RNA-Seq
Overview
RNA-Seq is a next-generation sequencing (NGS) application that analyzes the transcriptome, or every transcript being expressed at a given point in time. Gene expression analysis allow the comparison between two conditions, such as healthy and diseased states. RNA-Seq can also be used quantitatively to determine absolute quantity of each transcript.
General Workflow
A typical RNA-Seq experimental workflow involves the isolation of RNA from samples of interest, generation of sequencing libraries, and use of a high-throughput sequencer to produce hundreds of millions of short single or paired-end reads. There are several variations of the experimental protocol:
mRNA-Seq vs. Whole Transcriptome
Researchers are usually interested in the expression of mRNA, but up to 95% of cellular RNA is rRNA. To avoid wasting reads on rRNA, you can use a selection or a depletion approach.
Selection
For mRNA-Seq, polyA+ RNAs are selected using oligo-dT beads. This excludes rRNAs, most smRNAs, some mRNAs that are not polyadenylated (e.g. histone mRNAs), and nascent mRNAs that have not been fully processed and polyadenylated.
Depletion
Alternatively, for whole transcriptome sequencing, rRNAs can be removed by hybridization to rRNA-specific LNA probes with kits like Ribo-minus/Ribo-zero. This is less efficient, but keeps other RNAs, including unprocessed RNAs in the mixture. some non-mRNA and mRNAs that have not been fully processed (e.g., with introns) appear in the results.
Strand-Specific (aka dUTP) vs. Non-Strand-Specific
To distinguish sense and antisense expression, the dUTP method is used to determine the strand from which the signal comes in RNA-Seq. With this method, the reads will map to the strand opposite to the RNA. Another strand-specific method is based on Smarter approach from Takara. In this case, reads are mapped to the same strand as the RNA.
Data Analysis
SciDAP is a no-code bioinformatics platform that enables scientists to analyze NGS-based data without a bioinformatician. It has built-in RNA-Seq pipelines based on open-source workflows, such as DESeq for differential gene expression and pipelines optimized for the dUTP method.
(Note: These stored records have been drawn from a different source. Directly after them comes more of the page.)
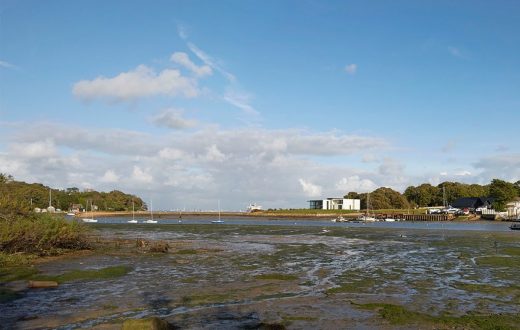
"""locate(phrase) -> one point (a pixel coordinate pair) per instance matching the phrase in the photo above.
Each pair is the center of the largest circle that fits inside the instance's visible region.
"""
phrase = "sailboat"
(151, 220)
(219, 220)
(133, 215)
(367, 217)
(91, 214)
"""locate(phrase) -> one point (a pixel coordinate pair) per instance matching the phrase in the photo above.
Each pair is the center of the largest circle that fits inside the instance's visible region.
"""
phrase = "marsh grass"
(7, 295)
(87, 274)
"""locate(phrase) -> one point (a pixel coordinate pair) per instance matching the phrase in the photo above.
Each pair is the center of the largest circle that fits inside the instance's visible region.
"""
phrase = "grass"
(9, 274)
(398, 315)
(7, 295)
(277, 276)
(88, 274)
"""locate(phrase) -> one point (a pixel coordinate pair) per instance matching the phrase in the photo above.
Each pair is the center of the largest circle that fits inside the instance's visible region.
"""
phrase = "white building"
(335, 204)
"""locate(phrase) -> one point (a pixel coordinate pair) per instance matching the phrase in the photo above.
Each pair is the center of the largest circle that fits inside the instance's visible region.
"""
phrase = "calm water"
(491, 226)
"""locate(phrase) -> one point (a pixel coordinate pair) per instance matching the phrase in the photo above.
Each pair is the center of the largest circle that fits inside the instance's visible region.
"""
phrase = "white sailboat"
(367, 217)
(133, 215)
(151, 220)
(91, 219)
(219, 220)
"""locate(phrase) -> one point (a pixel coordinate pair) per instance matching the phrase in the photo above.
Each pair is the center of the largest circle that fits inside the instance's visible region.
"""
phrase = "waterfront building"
(335, 204)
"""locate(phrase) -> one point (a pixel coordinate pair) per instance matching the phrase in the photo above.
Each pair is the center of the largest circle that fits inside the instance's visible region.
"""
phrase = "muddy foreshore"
(235, 277)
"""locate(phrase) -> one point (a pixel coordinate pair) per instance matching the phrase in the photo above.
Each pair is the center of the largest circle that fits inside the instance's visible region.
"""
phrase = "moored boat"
(515, 226)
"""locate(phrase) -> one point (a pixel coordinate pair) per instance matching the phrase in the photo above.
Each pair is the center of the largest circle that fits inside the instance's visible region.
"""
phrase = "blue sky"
(275, 102)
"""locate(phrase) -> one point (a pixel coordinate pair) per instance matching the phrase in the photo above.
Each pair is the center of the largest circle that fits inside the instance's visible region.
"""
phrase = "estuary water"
(491, 226)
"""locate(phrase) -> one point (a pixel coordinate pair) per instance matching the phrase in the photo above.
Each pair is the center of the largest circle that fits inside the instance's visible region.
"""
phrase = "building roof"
(472, 202)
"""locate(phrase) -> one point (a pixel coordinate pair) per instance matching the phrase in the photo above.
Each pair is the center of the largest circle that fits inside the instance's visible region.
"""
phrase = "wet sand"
(236, 276)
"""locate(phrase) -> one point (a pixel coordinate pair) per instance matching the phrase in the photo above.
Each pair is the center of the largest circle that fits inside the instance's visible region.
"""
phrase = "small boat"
(253, 208)
(151, 220)
(366, 218)
(91, 220)
(515, 226)
(133, 215)
(339, 219)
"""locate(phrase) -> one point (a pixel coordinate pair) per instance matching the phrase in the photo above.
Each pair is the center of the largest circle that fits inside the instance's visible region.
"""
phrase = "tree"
(352, 195)
(503, 192)
(386, 198)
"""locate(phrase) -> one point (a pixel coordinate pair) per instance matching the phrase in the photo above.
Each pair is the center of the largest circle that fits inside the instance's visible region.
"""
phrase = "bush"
(41, 234)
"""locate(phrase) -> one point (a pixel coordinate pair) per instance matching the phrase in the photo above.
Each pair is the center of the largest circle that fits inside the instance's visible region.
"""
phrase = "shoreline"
(215, 214)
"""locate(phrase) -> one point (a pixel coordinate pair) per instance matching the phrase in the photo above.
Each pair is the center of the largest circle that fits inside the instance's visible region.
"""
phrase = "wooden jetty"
(417, 217)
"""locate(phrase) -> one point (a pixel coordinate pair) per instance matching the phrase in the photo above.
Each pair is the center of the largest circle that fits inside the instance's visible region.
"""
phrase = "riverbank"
(176, 214)
(235, 276)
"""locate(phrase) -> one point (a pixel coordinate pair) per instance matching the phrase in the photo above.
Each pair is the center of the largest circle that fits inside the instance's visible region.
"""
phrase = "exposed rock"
(152, 323)
(42, 284)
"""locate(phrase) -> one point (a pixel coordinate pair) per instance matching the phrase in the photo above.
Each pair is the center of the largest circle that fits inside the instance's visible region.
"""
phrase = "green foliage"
(503, 192)
(41, 234)
(352, 195)
(17, 195)
(384, 198)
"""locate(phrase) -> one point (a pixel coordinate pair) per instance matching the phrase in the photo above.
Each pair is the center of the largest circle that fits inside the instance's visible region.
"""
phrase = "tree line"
(20, 196)
(446, 192)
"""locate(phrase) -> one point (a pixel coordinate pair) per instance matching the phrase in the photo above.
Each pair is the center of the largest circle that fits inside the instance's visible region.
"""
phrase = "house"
(76, 208)
(513, 209)
(335, 204)
(473, 203)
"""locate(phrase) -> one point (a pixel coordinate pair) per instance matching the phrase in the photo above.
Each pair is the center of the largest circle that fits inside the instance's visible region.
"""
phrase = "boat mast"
(151, 208)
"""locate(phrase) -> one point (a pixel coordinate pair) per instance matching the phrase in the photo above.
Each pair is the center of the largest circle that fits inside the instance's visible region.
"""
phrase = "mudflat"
(247, 276)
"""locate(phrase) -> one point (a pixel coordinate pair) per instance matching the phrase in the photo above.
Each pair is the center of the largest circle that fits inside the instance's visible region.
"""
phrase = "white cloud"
(38, 149)
(351, 68)
(172, 118)
(355, 183)
(237, 166)
(135, 84)
(141, 176)
(214, 154)
(171, 154)
(110, 177)
(310, 189)
(184, 60)
(7, 65)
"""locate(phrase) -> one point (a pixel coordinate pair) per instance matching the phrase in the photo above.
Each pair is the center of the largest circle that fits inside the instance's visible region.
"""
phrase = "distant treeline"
(22, 196)
(428, 195)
Starting with FASTQ files, analysis of RNA-Seq data begins with raw data quality control (QC) and read trimming followed by alignment of reads against a reference genome or transcriptome with RNA-STAR. Specific algorithms are applied for downstream analysis such as expression estimation, transcript isoform discovery, differential expression with DESeq or DESeq2 , GSEA analysis and other applications. Analysis ends with summarization and visualization of results.